出来れば分担作業できる事はしておかないとな。
「明日にでも会議を行いたいと思う。皆に伝えておいてくれ」
「わかったわその辺はまとめとくさかい、周り静めるのは任せるな」
「う”っ……」
その後数時間かけて、どうにか家族達を説得した俺は、久々に我が家へと帰っていた。
正直色々ありすぎて少し頭を整理したいという思いもあったのかもしれない。
夜になってなんとなく、ベランダに出て星を見上げていた。
星はまたたくだけで何をするわけでもない、だがいまの俺にはちょうど良かった。
暫く風に吹かれながらぼぅっと考えていると背後に足音がする。
「どうかしたか?」
「そういう義父さんこそ……」
「まあ、今は考える事が沢山あるからな」
「そうだよね、今の義父さんは沢山の次元の命運を握ったような状態だもん、当然だよね」
「う”っ……それを言われると痛いな」
「あっ、ごめん……そう言う事を言いたいんじゃなくて。
ただ、ずっと身を粉にして働いている義父さん見てたら……私が守らなきゃって思っただけ」
「フェイト……」
「だからこれは、私からの契約のしるし……」
「な!?」
フェイトはゆっくりと近づいてきたかと思うと、さっと俺の正面に飛び込み、唇を奪っていった。
真面目な子だと思っていたのだが……いつの間にそんなテクニックを……っとそういう場合じゃない。
「……俺達は親子だぞ!?」
「うん、義がつく……ね。私も義父さんの横、狙ってるんだよ?」
そう言ってほほ笑むフェイトは眩しいまでに屈託のない表情で、俺は怒ろうという気も失せてしまった。

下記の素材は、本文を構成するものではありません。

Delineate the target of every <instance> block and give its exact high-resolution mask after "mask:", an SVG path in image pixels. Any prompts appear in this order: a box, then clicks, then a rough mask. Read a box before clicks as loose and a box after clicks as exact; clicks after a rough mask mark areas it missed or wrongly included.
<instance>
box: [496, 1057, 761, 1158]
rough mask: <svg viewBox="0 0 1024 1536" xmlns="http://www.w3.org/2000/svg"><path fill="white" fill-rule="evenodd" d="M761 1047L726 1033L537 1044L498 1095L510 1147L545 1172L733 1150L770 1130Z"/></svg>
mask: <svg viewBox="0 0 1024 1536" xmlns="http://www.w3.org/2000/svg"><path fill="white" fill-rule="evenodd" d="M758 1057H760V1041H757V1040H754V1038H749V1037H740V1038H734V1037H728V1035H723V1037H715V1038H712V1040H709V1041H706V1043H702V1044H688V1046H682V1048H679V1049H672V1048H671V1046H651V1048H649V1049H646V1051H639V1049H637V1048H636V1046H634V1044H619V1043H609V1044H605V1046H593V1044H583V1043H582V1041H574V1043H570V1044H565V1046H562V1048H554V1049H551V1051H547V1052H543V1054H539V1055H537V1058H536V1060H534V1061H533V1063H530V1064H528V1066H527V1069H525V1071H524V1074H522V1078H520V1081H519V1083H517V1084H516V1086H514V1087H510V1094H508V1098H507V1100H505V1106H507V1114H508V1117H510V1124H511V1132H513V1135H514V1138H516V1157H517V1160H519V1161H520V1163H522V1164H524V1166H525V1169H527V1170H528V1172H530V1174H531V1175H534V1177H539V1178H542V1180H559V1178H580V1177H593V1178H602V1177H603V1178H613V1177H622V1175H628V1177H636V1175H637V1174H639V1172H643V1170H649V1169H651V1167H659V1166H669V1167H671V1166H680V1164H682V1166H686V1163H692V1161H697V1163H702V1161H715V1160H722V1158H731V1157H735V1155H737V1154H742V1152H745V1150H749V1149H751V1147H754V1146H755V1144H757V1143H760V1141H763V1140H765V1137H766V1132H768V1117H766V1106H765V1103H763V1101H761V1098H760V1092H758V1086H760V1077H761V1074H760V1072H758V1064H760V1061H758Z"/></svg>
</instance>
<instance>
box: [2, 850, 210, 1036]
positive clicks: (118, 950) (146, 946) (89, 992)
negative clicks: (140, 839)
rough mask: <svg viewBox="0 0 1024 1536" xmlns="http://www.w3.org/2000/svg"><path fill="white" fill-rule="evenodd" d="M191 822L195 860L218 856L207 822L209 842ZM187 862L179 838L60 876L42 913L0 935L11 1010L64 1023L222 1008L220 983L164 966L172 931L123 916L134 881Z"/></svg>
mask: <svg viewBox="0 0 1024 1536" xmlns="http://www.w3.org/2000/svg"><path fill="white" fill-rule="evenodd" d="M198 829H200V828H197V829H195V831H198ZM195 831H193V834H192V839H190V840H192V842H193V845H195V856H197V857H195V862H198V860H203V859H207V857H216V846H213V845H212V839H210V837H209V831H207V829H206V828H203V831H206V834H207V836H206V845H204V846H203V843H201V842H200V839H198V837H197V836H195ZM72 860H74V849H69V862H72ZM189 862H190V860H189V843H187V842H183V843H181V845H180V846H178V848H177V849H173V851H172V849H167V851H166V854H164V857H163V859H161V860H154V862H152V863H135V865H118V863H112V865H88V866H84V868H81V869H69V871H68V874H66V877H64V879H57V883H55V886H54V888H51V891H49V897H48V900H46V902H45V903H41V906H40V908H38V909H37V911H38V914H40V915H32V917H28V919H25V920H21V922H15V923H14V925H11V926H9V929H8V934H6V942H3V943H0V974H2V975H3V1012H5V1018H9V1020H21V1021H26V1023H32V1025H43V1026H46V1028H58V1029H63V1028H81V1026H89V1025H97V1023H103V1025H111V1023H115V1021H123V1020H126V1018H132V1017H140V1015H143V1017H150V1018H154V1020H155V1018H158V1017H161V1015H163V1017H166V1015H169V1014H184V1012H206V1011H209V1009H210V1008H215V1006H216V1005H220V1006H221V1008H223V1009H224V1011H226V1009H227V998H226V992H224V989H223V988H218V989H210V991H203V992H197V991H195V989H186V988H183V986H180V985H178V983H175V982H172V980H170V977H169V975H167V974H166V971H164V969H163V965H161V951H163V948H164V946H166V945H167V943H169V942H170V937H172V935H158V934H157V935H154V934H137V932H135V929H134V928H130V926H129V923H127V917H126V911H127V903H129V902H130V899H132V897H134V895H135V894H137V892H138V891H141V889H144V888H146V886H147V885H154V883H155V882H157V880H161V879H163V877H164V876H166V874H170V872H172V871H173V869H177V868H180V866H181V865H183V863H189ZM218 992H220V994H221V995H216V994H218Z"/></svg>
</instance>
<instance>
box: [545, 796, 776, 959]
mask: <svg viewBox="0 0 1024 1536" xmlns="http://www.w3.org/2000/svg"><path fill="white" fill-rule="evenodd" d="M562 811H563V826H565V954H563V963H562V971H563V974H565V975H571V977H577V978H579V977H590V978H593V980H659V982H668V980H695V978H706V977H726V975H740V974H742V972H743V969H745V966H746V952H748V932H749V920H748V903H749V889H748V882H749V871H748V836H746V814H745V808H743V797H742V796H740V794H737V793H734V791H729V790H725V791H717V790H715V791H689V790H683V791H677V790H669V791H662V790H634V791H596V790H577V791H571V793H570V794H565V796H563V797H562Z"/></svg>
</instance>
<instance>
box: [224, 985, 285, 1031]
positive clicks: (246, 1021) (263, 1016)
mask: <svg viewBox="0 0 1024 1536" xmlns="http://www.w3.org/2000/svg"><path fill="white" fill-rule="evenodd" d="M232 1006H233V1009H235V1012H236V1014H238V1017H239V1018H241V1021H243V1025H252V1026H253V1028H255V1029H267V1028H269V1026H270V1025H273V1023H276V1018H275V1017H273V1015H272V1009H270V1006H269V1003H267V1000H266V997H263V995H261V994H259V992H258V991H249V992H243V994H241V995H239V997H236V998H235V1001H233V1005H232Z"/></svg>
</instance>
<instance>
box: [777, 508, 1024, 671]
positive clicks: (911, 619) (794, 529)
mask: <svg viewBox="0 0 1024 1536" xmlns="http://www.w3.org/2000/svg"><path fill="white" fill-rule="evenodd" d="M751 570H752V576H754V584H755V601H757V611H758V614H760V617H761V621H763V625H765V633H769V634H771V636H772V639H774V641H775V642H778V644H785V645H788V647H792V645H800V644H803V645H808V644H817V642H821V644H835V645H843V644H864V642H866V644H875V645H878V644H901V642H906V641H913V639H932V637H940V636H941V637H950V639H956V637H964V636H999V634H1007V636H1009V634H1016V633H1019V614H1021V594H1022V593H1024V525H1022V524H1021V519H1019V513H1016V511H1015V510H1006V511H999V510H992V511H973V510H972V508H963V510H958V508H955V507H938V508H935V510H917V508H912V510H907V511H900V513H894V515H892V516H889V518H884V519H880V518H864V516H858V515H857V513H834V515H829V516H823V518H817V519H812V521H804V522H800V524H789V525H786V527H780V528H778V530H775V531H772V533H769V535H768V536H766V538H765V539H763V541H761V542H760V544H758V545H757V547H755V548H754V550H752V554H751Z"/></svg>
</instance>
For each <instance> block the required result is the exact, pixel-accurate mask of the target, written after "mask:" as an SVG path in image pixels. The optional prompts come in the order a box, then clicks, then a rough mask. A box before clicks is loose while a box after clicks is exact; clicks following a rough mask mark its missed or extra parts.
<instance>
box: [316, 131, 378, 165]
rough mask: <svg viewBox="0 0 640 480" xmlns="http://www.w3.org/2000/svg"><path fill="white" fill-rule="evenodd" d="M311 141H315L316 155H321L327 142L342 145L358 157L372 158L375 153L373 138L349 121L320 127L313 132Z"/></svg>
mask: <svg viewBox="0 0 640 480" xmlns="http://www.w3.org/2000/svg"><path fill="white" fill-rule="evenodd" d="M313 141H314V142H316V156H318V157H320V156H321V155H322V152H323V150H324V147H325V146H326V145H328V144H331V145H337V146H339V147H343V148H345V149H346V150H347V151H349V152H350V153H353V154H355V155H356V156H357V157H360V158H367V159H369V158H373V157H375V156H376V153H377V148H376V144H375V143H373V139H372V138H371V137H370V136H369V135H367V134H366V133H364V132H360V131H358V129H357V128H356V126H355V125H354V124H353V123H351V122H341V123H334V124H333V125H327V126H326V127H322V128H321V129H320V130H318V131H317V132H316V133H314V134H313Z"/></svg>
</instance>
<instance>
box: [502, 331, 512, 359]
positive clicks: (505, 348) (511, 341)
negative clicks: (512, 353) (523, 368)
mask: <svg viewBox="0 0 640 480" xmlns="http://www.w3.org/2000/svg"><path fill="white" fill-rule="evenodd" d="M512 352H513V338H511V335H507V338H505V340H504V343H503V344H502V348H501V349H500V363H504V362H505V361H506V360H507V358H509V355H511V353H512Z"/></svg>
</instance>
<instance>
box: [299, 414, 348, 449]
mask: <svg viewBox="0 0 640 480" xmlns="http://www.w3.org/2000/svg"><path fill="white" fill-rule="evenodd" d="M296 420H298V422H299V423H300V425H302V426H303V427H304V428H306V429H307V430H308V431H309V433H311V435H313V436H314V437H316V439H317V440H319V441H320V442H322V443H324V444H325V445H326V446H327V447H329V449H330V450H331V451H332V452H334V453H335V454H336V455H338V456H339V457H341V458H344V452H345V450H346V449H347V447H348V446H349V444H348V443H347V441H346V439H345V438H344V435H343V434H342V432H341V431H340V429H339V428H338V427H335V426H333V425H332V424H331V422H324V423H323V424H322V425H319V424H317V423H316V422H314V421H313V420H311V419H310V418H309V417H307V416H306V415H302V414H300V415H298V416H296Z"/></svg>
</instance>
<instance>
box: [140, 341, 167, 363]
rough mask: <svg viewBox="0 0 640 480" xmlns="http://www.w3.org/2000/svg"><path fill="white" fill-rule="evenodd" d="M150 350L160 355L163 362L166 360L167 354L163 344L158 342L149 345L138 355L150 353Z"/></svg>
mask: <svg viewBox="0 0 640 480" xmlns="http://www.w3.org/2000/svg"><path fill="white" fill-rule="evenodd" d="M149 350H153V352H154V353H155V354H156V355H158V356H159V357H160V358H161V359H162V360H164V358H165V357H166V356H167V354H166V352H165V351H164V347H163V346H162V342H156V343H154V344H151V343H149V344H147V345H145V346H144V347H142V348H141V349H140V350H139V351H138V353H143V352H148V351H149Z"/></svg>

俺はどこか苦笑のような表情になっていたのだろう、フェイトはまた近づいてきた。
「私の事……迷惑ですか?」
「いや、そんな事はない。どうにもこう言う事になれないのでね……」
「周りみんな美人ですし、私はあんまり目立たないかもしれないですけど……」
「ぶっ!?」
「競争率は高いですが、義父さんを譲る気はありません」
「流石に何人かは心当たりがあるよ……」
「ですよね。だから宣戦布告です。これからは私も遠慮なく行かせてもらいます」
「ははは……お手柔らかに……」
フェイトは終始明るくふるまっていた、まだ母親の事もあるだろうに……。
しかし、俺への態度がなんとなくそういう方向に向いていなかったので気にしていなかったが、
そうなってくると、すずかやリニスのように今迄から表明してくれている娘達とぶつかる可能性が予想される……。
ふと、ナデシコの女性たちが作った料理を思い出す。
出来ればああいう事態だけは遠慮したいものだ……。